An Essay on Brainwashing


Date: 02-11-02

By: Andries Krugers Dagneaux, a former follower of Sathya Sai Baba.

Document date: 02-07-02


The word 'brainwashed' is a convenient way to characterize a deluded believer in SSB and I use it myself too, but I don't believe in brainwashing. It is just intellectual laziness to use the term in my opinion.

Underneath I try to explain what 'brainwashing' actually is. Thanks in advance for your comments.

(1) Lack of information or even information control.

One of the elements is to convince oneself that glaring contradictions in information are "irrelevant" compared to the overall intent or picture. Glaring contradictions in information are ignored entirely or glibly rationalized. So a large part of the information is controlled by minimizing the significance of contradictions through the articles of faith, or dogma itself such as "oh, Master knows best"; or "you will see the 'truth' yourself when you 'go within' then all those seeming contradictions will vanish."

In the case of SSB I had not heard until 1999 of e.g. Dale Beyerstein's analysis of the claims of SSB's omnipotence and omniscience nor from Tal Brooke. Earlier only very indirectly from Keith Ord's story. And even after reading about them, it took about a year before the truth dawned to me.

(2) Emotional investments (a big thing for some).

(3) Cognitive dissonance.

Cognitive dissonance is a term for a very common, well known psychological law that says that after making a choice one tends to evaluate the chosen thing, person, religion, guru or whatever more positive as before making the choice. It is also extensively treated in Steve Hassan's book "Releasing the Bonds" about cults.

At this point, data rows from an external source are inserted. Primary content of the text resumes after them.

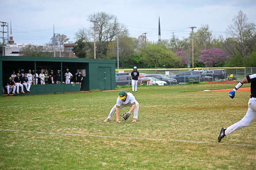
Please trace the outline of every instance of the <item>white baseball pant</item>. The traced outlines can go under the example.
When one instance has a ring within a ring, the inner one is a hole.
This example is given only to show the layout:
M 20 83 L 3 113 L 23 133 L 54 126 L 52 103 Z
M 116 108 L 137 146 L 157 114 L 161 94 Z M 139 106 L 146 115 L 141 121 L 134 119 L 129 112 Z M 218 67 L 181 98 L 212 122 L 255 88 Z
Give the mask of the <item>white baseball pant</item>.
M 256 98 L 250 98 L 248 102 L 248 110 L 243 118 L 225 130 L 225 135 L 228 136 L 235 130 L 248 126 L 256 118 Z
M 17 85 L 17 92 L 19 92 L 19 87 L 21 87 L 21 91 L 23 92 L 23 85 L 19 83 L 16 83 L 15 84 L 16 84 L 16 85 Z
M 30 84 L 28 84 L 28 85 L 26 84 L 26 83 L 22 83 L 23 85 L 25 85 L 25 87 L 26 87 L 26 90 L 29 90 L 30 89 Z
M 7 93 L 10 94 L 10 89 L 13 89 L 12 90 L 12 93 L 15 93 L 15 90 L 16 90 L 16 86 L 15 85 L 14 87 L 11 86 L 9 86 L 9 85 L 7 85 L 5 88 L 7 89 Z
M 65 82 L 66 84 L 70 84 L 70 80 L 69 78 L 66 78 L 66 82 Z
M 138 103 L 137 100 L 135 100 L 135 108 L 134 108 L 134 109 L 133 110 L 133 118 L 138 118 L 138 112 L 139 112 L 139 103 Z M 128 107 L 131 107 L 132 105 L 131 104 L 125 104 L 124 105 L 121 104 L 121 106 L 120 106 L 120 109 L 122 108 Z M 114 106 L 113 107 L 112 107 L 112 109 L 110 111 L 109 114 L 108 116 L 108 118 L 109 118 L 109 119 L 112 119 L 112 117 L 113 117 L 113 115 L 114 115 L 114 114 L 116 112 L 116 110 L 117 110 L 117 104 L 115 104 L 115 106 Z M 119 113 L 119 115 L 120 115 L 120 113 Z
M 137 92 L 137 85 L 138 85 L 138 80 L 132 80 L 132 92 L 134 92 L 134 86 L 135 86 L 135 91 Z

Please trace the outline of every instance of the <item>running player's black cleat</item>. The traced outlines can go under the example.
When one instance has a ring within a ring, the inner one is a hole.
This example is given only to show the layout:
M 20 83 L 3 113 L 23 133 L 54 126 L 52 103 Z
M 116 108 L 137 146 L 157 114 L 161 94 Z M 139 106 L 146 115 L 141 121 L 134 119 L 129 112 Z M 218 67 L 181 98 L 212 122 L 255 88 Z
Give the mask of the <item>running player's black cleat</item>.
M 225 135 L 225 130 L 226 130 L 226 129 L 223 127 L 220 129 L 219 134 L 218 135 L 218 141 L 219 142 L 220 142 L 222 138 L 226 136 Z

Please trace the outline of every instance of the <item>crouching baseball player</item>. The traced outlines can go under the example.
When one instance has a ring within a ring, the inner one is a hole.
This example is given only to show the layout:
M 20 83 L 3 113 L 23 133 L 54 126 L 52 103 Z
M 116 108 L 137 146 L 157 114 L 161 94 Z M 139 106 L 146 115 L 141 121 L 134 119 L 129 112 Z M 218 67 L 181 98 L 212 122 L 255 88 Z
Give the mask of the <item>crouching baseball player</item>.
M 218 140 L 220 142 L 222 138 L 228 136 L 235 130 L 240 129 L 248 126 L 256 118 L 256 74 L 247 76 L 240 81 L 235 86 L 229 94 L 232 98 L 235 97 L 236 91 L 241 87 L 243 84 L 251 83 L 251 96 L 248 102 L 248 110 L 246 114 L 243 118 L 227 129 L 222 127 Z
M 125 120 L 126 120 L 130 116 L 131 112 L 133 111 L 133 118 L 132 122 L 136 122 L 136 119 L 138 118 L 138 112 L 139 107 L 139 103 L 135 99 L 135 97 L 130 92 L 126 92 L 124 90 L 120 91 L 119 96 L 117 100 L 117 104 L 113 107 L 108 118 L 104 120 L 104 122 L 109 122 L 112 118 L 113 115 L 116 111 L 117 123 L 120 123 L 119 119 L 119 110 L 120 109 L 125 107 L 130 107 L 131 109 L 128 112 L 124 113 L 121 115 Z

(4) Intellectual inaccuracy ( or 'never let the truth in the way of a good story').

As we all know quite a lot miracle stories are promoted by exaggeration by devotees. In a way you can't blame the devotees in my opinion because they don't consider intellectual accuracy important. After all SSB never told them so.

(5) Group Thinking.

If so many intelligent persons believe in it, then it must be true. Everybody tells me that SSB is the avatar and they are not stupid at all, so they must be right.

(6) Gullibility/Naivete.

"Nobody would dare tell THAT big of a whopper story, so my Avatar or guru - MUST be right and God Incarnate, then!" Oh, dear. Yes, Virginia, people CAN tell huge WHOPPERS and "God" does not incinerate them where they stand for their temerity. (A spontaneous human combustion in their next life perhaps?). Sad, but true."

I simply couldn't believe that somebody who was always talking about Truth, Love and God would cheat people by faking materializations. I always considered that alone morally criminal to do so.

7) Wishful thinking.

Or why do people buy lottery tickets?

(8) Attachment to the group and friendship with the group members.

This makes leaving very difficult of course. Many SSB devotees basically end up creating depth friendships with other devotees... and gradually their non-devotee friendships fades. Because connections with the rest of the world (friendships) atrophied an ex-devotee can be left feeling socially very stranded.

(9) Subjective certainty increases faster than objective correctness.

This law is one of the first thing I learned when I studied psychology at the university. It was demonstrated by a live experiment on the students. What is meant that when re-thinking a certain subject, you get very quickly the feeling that you must be right although actually you are not. In my case in the beginning I had a lot of doubts about Sathya Sai Baba, but gradually I lost them all. I just knew he was an avatar.

(10) Bhakti (devotion) towards SSB.

For some reason or another it was very difficult to end this love affair. I was very disciplined in fostering my devotion with daily japa (recitation of God's/SSB's name).

(11) Avoid doubt and uncertainties about God, the meaning of life and guidelines for daily living.

I guess everybody is looking for answers about vital questions and some guidelines for daily living. I find it emotionally very unattractive to have constant doubts and uncertainties about these subjects. I guess this is the same for other people too. As David V. Barrett pointed out in his book the "The New Believers" this makes losing faith and leaving very difficult.

- This essay was developed in conjunction with correspondent 'Berthathegood' at's exsatsangisupportgroup club.